Now, I’m not a puritan, and sex and violence never offend me. It’s bad writing that offends me. You can add all of these elements in a game and it can still be great- strippers, BDSM nuns, hot assistants, whatever. A great example of a story with all these elements is Sin City. But you have to do it the right way. First, you shouldn’t treat the gamer like some sex-deprived maniac who will be go off such things. Secondly, weave these elements into the plot somehow. Listen, I don’t mind it even if you use it just to appeal to the gamer’s sexual abilities. I don’t think every sex scene should have a deeper meaning for the plot. A writer has a right to excite the reader with things, and sexual desire is a thing. But do it right. Do it respectfully. Thanks.

It is a great shame for such a great game to have such a weak story.

Technical Issues

If this is the last thing I’m going to see, then at least make it with good graphics.

Great graphics.
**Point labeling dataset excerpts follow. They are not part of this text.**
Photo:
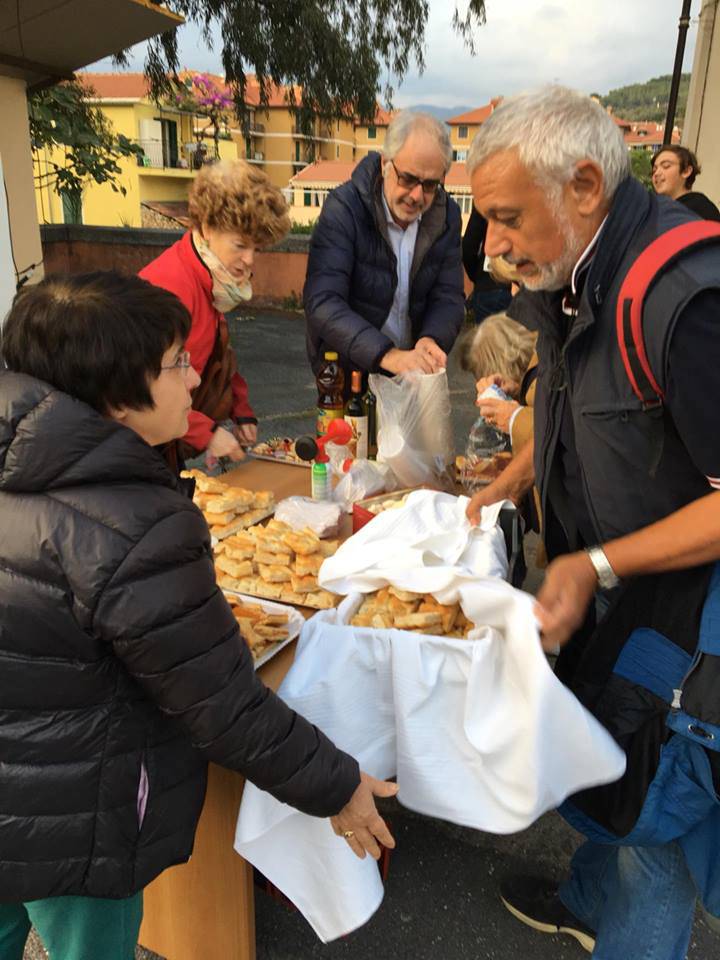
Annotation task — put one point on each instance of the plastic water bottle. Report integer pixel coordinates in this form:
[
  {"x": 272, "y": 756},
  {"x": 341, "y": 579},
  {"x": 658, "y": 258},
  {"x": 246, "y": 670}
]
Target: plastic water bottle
[{"x": 485, "y": 443}]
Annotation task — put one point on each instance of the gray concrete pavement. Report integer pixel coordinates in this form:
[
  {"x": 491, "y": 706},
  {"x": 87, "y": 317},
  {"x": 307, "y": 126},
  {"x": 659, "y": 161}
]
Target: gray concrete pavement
[{"x": 441, "y": 898}]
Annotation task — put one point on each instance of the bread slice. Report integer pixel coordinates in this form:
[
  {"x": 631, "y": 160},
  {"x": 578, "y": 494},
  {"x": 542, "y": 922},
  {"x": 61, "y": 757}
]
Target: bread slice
[{"x": 274, "y": 573}]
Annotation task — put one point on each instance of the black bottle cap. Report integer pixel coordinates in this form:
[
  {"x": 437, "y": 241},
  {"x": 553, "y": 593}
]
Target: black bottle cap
[{"x": 306, "y": 448}]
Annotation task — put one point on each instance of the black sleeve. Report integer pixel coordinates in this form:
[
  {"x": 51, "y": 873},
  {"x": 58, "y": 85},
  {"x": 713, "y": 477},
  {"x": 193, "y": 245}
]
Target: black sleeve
[
  {"x": 693, "y": 381},
  {"x": 701, "y": 205},
  {"x": 174, "y": 632},
  {"x": 473, "y": 240}
]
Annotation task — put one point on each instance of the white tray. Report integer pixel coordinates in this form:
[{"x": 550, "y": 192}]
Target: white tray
[{"x": 295, "y": 622}]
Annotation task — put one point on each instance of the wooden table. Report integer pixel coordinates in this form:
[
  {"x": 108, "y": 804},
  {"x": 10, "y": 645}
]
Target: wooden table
[{"x": 206, "y": 908}]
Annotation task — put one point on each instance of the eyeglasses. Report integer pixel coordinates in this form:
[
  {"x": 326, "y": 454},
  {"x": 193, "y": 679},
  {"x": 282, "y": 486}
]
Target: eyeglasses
[
  {"x": 182, "y": 363},
  {"x": 409, "y": 181}
]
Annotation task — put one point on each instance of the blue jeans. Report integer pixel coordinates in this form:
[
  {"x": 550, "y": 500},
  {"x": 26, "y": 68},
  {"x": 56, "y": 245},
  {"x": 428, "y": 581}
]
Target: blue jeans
[
  {"x": 640, "y": 901},
  {"x": 486, "y": 302}
]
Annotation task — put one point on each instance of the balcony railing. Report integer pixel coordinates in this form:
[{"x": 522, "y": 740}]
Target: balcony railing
[{"x": 189, "y": 156}]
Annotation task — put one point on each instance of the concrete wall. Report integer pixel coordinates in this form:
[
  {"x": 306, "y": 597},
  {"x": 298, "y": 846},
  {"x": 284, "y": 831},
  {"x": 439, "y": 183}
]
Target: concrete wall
[
  {"x": 18, "y": 172},
  {"x": 278, "y": 274},
  {"x": 701, "y": 132}
]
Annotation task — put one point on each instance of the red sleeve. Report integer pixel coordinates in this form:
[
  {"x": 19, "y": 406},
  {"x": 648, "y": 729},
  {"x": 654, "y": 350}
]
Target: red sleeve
[
  {"x": 241, "y": 406},
  {"x": 199, "y": 430}
]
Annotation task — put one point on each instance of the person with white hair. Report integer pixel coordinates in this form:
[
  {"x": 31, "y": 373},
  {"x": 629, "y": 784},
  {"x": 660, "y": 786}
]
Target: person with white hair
[
  {"x": 384, "y": 286},
  {"x": 627, "y": 464}
]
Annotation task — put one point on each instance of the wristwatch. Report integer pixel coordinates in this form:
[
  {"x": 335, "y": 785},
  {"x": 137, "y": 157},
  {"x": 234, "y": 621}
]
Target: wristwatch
[{"x": 607, "y": 578}]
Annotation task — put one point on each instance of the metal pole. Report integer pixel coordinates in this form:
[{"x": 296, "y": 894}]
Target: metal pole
[{"x": 677, "y": 71}]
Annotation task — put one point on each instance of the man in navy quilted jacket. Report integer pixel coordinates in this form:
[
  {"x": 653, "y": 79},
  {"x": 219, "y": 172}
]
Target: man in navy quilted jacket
[{"x": 384, "y": 284}]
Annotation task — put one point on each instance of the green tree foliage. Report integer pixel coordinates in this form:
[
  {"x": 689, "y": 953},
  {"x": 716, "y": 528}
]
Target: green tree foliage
[
  {"x": 61, "y": 118},
  {"x": 342, "y": 53},
  {"x": 648, "y": 101},
  {"x": 641, "y": 169}
]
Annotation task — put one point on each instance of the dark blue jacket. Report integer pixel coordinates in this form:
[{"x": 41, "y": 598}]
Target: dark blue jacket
[
  {"x": 352, "y": 273},
  {"x": 634, "y": 467}
]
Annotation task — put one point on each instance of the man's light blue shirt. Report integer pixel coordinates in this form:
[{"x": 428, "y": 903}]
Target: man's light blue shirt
[{"x": 397, "y": 325}]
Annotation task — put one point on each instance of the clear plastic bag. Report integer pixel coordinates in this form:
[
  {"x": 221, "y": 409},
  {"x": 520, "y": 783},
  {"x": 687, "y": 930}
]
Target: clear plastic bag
[
  {"x": 364, "y": 479},
  {"x": 415, "y": 436}
]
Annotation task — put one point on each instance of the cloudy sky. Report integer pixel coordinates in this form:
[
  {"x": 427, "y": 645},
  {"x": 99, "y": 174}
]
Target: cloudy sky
[{"x": 594, "y": 45}]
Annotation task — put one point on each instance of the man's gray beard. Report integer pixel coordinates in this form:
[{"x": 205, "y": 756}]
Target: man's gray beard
[{"x": 556, "y": 275}]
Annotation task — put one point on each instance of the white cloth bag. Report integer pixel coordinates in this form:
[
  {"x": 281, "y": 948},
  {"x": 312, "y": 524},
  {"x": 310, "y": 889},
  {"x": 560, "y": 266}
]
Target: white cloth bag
[
  {"x": 479, "y": 732},
  {"x": 427, "y": 546}
]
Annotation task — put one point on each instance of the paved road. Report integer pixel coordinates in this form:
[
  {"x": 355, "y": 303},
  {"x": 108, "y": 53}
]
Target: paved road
[{"x": 441, "y": 897}]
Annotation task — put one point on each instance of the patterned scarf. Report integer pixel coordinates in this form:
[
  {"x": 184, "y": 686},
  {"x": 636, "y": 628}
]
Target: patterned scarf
[{"x": 228, "y": 291}]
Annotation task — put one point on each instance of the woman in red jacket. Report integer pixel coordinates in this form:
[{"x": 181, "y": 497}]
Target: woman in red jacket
[{"x": 233, "y": 210}]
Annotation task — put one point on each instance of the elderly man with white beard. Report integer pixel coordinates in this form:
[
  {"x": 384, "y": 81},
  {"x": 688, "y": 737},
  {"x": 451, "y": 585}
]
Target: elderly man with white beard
[{"x": 630, "y": 520}]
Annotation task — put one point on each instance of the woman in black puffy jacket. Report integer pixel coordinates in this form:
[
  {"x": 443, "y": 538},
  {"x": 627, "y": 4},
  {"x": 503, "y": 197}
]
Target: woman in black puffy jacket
[{"x": 122, "y": 671}]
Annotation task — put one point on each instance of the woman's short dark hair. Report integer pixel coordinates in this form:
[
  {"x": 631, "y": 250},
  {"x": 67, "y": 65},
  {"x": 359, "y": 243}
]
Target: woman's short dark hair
[
  {"x": 686, "y": 157},
  {"x": 99, "y": 337}
]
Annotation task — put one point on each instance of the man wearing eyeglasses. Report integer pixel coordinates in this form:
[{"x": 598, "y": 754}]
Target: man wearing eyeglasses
[{"x": 384, "y": 284}]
Fantastic. I really felt amazed when I saw 47 showering, and with the character models. People look like real people, and their faces really moves like a human, and everyone looks pretty (in an aesthetic way). People’s eyes, especially 47’s, look real and live. The scenery is beautiful, vast, and each level has a unique feel to it. The animations are fantastic, especially the ones where someone dies. Blood and gore are very realistic. This is one of the best graphics I have ever seen.

Sound is also great. All the voice actors and actresses do a perfect job. Now, since the dialogue sucks you might fail to notice that, but the voices do a great job. There are many celebrity actors, and many of them also appeared on Deadwood, so something is going on here perhaps. The music is also acceptable. One of the few great moments of the games was when Ave Maria started playing in a church, which is nostalgic for the gamers of the second game.

Overall, the game is successful in the technical department too.

There are of course bugs. One of them provided a very pleasant experience for my friends, when you undress a dude he suddenly turns black. This “racist bug” was very amusing to my friends who kept analyzing it to mockingly prove I’m racist. Other bugs are when the AI chooses not to function all of a sudden, and things like that. None of these bugs are that serious, unless you are a PS3 or X360 gamer. I have read that these versions of the games faced crashes, freezings and corrupt saves. IO Interactive has promised to work on these issues. As a PC gamer, I never saw a serious bug.

Overall: No matter how bad the story, you know how the cliche goes: what truly matters is the gameplay. Well, the gameplay is great, so buy the game and play it. You’ll grind your teeth through the story, but the overall experience is worth it.